2. The method according to claim 1, wherein said device further includes a mechanical collar locator located above the upper packer; and wherein the mechanical collar locator is configured for positioning the device in relation to any interval chosen from said plurality of intervals.

3. The method according to claim 1, further comprising the step of fixing said device in the well casing by said mechanical anchor, before performing the hydraulic fracturing, for blocking access of the hydraulic fracturing fluid into the internal cavity.

4. The method according to claim 1, wherein the mechanical anchor is deactivated for setting the device into the transportation position.

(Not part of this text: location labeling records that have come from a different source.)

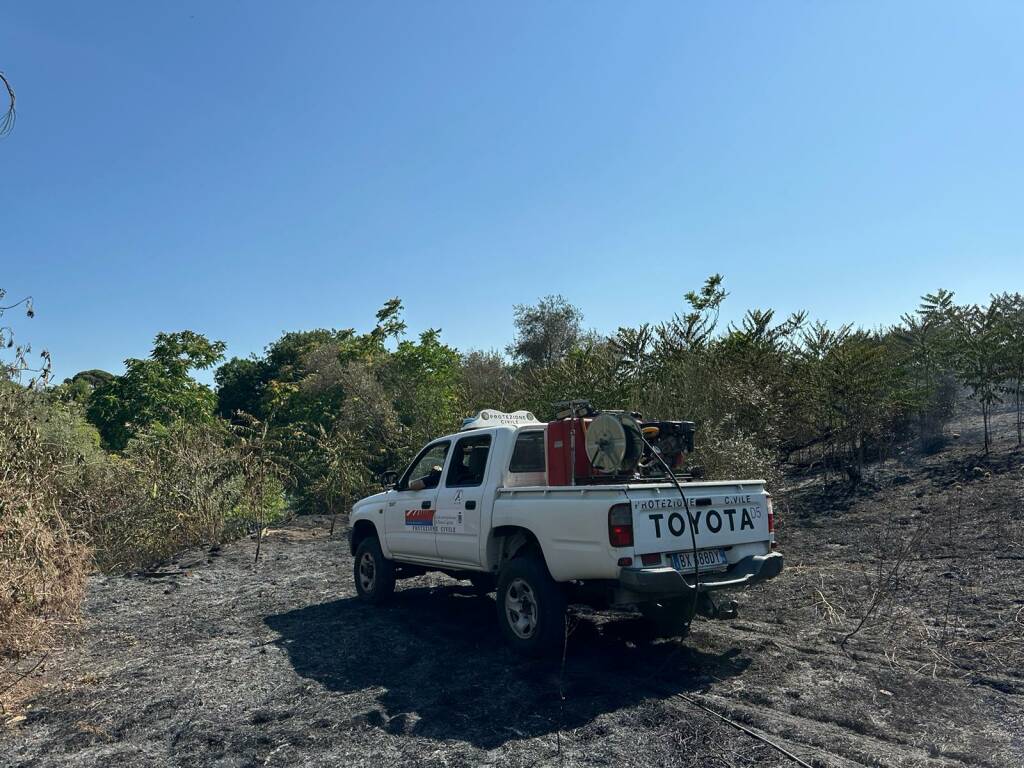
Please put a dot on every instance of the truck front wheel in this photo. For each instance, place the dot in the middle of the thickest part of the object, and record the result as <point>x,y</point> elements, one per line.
<point>374,572</point>
<point>530,607</point>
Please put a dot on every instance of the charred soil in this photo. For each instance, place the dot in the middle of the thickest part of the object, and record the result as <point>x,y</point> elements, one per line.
<point>894,637</point>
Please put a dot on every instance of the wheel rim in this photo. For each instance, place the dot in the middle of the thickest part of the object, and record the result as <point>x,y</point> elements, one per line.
<point>368,571</point>
<point>520,608</point>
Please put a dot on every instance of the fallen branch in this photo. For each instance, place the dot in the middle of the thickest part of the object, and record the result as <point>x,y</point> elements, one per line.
<point>744,729</point>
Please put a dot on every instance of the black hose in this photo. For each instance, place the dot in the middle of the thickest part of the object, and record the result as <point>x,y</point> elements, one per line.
<point>689,516</point>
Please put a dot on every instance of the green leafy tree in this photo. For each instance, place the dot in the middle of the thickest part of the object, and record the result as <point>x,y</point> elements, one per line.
<point>1011,307</point>
<point>545,333</point>
<point>981,359</point>
<point>158,390</point>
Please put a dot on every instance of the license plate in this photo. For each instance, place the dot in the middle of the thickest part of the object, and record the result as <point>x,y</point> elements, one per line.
<point>708,559</point>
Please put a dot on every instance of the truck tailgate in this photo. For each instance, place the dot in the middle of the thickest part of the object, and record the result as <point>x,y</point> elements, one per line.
<point>720,519</point>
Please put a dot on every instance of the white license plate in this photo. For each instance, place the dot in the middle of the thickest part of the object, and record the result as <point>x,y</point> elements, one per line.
<point>708,559</point>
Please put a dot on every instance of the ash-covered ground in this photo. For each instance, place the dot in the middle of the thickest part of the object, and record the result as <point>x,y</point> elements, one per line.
<point>220,663</point>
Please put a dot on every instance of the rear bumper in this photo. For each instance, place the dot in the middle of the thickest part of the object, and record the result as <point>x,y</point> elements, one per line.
<point>670,582</point>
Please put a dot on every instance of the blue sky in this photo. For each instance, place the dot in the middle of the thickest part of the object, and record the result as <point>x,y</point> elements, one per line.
<point>246,168</point>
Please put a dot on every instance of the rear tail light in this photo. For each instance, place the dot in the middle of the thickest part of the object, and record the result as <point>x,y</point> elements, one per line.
<point>621,525</point>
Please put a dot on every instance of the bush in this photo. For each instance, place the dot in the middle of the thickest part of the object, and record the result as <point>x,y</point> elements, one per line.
<point>173,488</point>
<point>43,558</point>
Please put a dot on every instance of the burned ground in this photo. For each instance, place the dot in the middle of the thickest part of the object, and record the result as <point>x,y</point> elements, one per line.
<point>215,663</point>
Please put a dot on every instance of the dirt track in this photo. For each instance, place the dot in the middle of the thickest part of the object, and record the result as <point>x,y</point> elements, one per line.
<point>217,664</point>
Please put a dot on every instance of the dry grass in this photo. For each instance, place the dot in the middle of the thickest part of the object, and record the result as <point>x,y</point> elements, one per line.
<point>43,560</point>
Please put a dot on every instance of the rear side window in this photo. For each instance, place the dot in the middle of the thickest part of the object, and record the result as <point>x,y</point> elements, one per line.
<point>528,453</point>
<point>469,462</point>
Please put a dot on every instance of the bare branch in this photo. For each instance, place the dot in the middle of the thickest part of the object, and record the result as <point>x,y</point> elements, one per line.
<point>7,121</point>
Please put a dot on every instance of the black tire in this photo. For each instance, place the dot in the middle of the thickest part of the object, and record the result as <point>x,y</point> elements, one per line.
<point>530,607</point>
<point>668,617</point>
<point>374,573</point>
<point>483,584</point>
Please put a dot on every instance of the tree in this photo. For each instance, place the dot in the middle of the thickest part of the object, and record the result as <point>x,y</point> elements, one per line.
<point>547,332</point>
<point>19,356</point>
<point>1012,311</point>
<point>158,390</point>
<point>241,384</point>
<point>981,363</point>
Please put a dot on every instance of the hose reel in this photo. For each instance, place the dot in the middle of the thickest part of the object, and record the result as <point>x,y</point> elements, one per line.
<point>614,443</point>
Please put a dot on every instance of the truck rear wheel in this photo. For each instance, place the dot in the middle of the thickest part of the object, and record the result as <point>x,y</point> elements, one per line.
<point>374,573</point>
<point>483,584</point>
<point>530,607</point>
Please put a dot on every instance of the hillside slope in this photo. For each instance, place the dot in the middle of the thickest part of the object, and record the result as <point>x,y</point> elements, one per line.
<point>214,663</point>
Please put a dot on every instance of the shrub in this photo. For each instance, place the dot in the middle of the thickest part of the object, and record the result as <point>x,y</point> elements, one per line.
<point>43,558</point>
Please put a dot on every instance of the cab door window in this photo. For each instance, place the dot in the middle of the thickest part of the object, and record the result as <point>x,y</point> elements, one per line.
<point>425,471</point>
<point>469,462</point>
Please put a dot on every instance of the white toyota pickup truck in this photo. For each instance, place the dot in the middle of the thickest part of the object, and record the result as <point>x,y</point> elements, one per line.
<point>478,505</point>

5. A device essentially mounted on a tubing string insertable into a well casing associated with a productive formation; said well casing defines an inner sidewall surface thereof; said device defines an outer surface thereof; said device includes:

an upper packer and a lower packer, wherein the lower packer defines an inner cavity thereof:

an inter-packer annulus defined as a space between the outer surface of said device and the inner sidewall surface of said well casing, vertically limited by positions of the upper packer and the lower packer; and wherein the upper packer and the lower packer are configured for controllable separating and sealing the inter-packer annulus;

an internal cavity located under the lower packer;

a hydraulic fracturing port located between the upper packer and the lower packer, said hydraulic fracturing port is essentially coupled with the lower packer; said hydraulic fracturing port defines a port housing divided by a partition into a first portion and a second portion, wherein: fracturing holes are provided in the first portion, port radial holes are provided in the second portion and configured for providing controllable hydraulic communication of the internal cavity with the inter-packer annulus; a first hollow rod partially extending through the second portion and partially extending through the inner cavity of the lower packer;

a valve located below the lower packer; said valve includes a valve housing provided with valve housing radial holes and a movable second hollow rod provided with valve rod radial holes;

a mechanical anchor located below the lower packer; and

a perforator being in controllable hydraulic communication essentially with the tubing string located below and rigidly coupled with the mechanical anchor.

6. The device according to claim 5, further including a mechanical collar locator located above the upper packer; and wherein the mechanical collar locator is configured for positioning the device in relation to an interval of the productive formation.

7. The device according to claim 5, wherein the upper packer and the lower packer further include cup-shaped sealing elements open toward the hydraulic fracturing port.

8. The device according to claim 5, wherein the first hollow rod is operatively coupled with the lower packer by a destructible element.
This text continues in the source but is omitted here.